A scatter plot shows the relationship between two numeric variables.

Here we plot:

  • X-axis: Sepal.Length
  • Y-axis: Sepal.Length

Important point:

  • Each dot represents one flower (one row in the dataset) .
ggplot(data,aes(x =Sepal.Length, y = Sepal.Width)) +
  geom_point()

step 6: Add categorical grouping using color = Species

  • color = Species tells ggplot2 to assign a different color to each species.

what changes?

  • The plot now visually separates the three species based on color. _ The is the main “categorical analysis” idea: we can see if different groups cluster differently.
ggplot(data,aes(x =Sepal.Length, y = Sepal.Width, color = Species)) +
  geom_point()

step 7: Improve point visibility (size and transparency)

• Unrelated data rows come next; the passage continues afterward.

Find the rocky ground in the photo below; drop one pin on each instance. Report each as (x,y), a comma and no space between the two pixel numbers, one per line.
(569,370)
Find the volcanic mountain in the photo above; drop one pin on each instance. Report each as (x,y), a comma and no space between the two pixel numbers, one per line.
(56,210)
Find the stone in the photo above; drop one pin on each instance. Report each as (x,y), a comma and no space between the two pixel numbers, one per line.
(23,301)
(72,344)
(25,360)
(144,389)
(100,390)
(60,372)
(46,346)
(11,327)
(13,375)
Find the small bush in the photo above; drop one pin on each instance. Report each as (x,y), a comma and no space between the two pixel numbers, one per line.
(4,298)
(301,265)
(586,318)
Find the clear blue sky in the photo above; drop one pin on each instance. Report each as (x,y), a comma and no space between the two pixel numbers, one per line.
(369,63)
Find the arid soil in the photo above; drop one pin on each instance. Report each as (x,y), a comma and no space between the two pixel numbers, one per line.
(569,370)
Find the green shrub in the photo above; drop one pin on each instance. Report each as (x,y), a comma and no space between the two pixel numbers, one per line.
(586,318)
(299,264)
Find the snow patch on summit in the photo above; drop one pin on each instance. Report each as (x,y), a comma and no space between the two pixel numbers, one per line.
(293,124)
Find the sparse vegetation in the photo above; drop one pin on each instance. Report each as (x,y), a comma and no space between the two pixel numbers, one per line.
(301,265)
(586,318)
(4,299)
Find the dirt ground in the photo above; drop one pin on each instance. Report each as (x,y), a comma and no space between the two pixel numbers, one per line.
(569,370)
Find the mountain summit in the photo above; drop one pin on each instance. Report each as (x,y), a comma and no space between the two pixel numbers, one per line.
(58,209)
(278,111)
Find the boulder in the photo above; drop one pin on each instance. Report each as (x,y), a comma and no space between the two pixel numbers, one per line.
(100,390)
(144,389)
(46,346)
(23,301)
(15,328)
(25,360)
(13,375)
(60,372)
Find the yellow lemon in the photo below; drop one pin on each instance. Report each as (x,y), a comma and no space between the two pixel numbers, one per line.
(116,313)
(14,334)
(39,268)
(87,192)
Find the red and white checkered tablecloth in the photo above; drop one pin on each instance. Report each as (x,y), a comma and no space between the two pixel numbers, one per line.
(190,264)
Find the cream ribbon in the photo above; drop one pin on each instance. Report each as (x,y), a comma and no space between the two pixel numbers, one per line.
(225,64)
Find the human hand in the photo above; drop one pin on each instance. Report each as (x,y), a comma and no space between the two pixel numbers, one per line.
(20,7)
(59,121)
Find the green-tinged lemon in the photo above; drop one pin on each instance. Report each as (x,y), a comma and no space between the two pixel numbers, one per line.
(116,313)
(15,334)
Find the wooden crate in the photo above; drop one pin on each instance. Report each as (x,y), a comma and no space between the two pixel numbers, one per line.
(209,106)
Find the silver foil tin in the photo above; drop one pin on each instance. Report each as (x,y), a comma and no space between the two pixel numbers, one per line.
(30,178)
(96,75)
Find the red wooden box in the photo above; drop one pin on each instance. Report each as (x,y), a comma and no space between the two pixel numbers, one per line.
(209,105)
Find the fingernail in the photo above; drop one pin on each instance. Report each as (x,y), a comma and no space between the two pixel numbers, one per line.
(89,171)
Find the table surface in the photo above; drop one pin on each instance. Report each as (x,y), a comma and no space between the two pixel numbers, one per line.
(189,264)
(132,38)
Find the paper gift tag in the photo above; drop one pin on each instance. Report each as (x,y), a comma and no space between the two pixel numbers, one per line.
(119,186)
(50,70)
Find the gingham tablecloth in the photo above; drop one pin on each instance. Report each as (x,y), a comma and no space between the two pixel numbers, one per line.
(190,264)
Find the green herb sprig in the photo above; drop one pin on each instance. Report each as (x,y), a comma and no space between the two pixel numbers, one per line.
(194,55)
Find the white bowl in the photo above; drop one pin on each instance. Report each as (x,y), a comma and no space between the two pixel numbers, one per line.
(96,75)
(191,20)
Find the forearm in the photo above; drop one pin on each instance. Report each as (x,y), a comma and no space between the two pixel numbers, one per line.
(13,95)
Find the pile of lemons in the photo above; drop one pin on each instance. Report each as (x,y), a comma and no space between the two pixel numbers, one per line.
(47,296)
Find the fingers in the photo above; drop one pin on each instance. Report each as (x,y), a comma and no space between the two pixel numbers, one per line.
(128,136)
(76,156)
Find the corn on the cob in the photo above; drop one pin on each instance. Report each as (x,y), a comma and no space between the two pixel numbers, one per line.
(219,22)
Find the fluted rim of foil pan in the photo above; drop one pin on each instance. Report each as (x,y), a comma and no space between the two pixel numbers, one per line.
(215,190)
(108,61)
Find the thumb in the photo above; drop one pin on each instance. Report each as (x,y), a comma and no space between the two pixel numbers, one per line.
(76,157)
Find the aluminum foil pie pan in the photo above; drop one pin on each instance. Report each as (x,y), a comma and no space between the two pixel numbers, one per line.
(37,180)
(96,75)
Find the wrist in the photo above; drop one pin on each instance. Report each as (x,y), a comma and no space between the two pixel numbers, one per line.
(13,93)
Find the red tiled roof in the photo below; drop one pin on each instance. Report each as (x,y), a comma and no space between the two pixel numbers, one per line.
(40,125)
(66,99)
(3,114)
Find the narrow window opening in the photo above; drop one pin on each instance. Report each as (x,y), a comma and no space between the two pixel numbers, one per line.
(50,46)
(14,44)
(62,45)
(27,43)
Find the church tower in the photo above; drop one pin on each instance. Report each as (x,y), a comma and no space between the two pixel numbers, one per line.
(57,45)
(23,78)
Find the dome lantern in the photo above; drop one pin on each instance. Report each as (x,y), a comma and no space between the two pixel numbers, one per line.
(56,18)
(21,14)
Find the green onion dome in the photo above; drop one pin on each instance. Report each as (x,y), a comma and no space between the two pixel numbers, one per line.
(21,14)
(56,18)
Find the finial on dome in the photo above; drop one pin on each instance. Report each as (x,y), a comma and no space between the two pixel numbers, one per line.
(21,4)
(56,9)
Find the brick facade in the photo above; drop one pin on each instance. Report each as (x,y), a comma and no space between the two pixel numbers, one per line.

we adjust how points look:

  • size = 3 makes each dot bigger, so it is easier to see. _ alpha = 0.7 makes dots slight transparent,which helps when points overlap.

why transparency helps:

  • If may points overlap in the same region, transparency makes dense areas more visible.
ggplot(data,aes(x =Sepal.Length, y = Sepal.Width, color = Species)) +
  geom_point(size = 3,alpha = 0.7)

step 8: Add informative labels(title,axes,legend)

Good plots should clearly communicate what the viewer is seeing.

labs() adds:

  • title for the plot heading
  • x and y axis labels
  • color legend title(so the legend has a meaningful name)
ggplot(data,aes(x =Sepal.Length, y = Sepal.Width, color = Species)) +
  geom_point(size = 3,alpha = 0.7) +
  labs(
    title = "Scatter plot of Sepal Dimensions",
    x = "Sepal Length",
    y = "Sepal Length",
    color = "Species"
  )

)

step 9: Apply a clean theme and move the legend

Theme control the background, grids,and text styling.

  • theme_minimal() removes heavy backgrounds and gives a clean look.
  • theme(legend.position = "top") moves the legend above the plot

why move the legend/

-when the legend is it at the top,it is often easier to noties and read,especially in presentations

ggplot(data,aes(x =Sepal.Length, y = Sepal.Width, color = Species)) +
  geom_point(size = 3,alpha = 0.7) +
  labs(
    title = "Scatter plot of Sepal Dimensions",
    x = "Sepal Length",
    y = "Sepal Length",
    color = "Species"
  )+
  theme_minimal()+
  theme(legend.position = "top")

Discssion Questions

1.Do you see cluster of points by species? 2.which species appears most separated from the others? 3.what happens if you plot ‘petal length’ vs ‘petal width’ instead? 4.what changes if you remove ’alpha, or increase “size”further?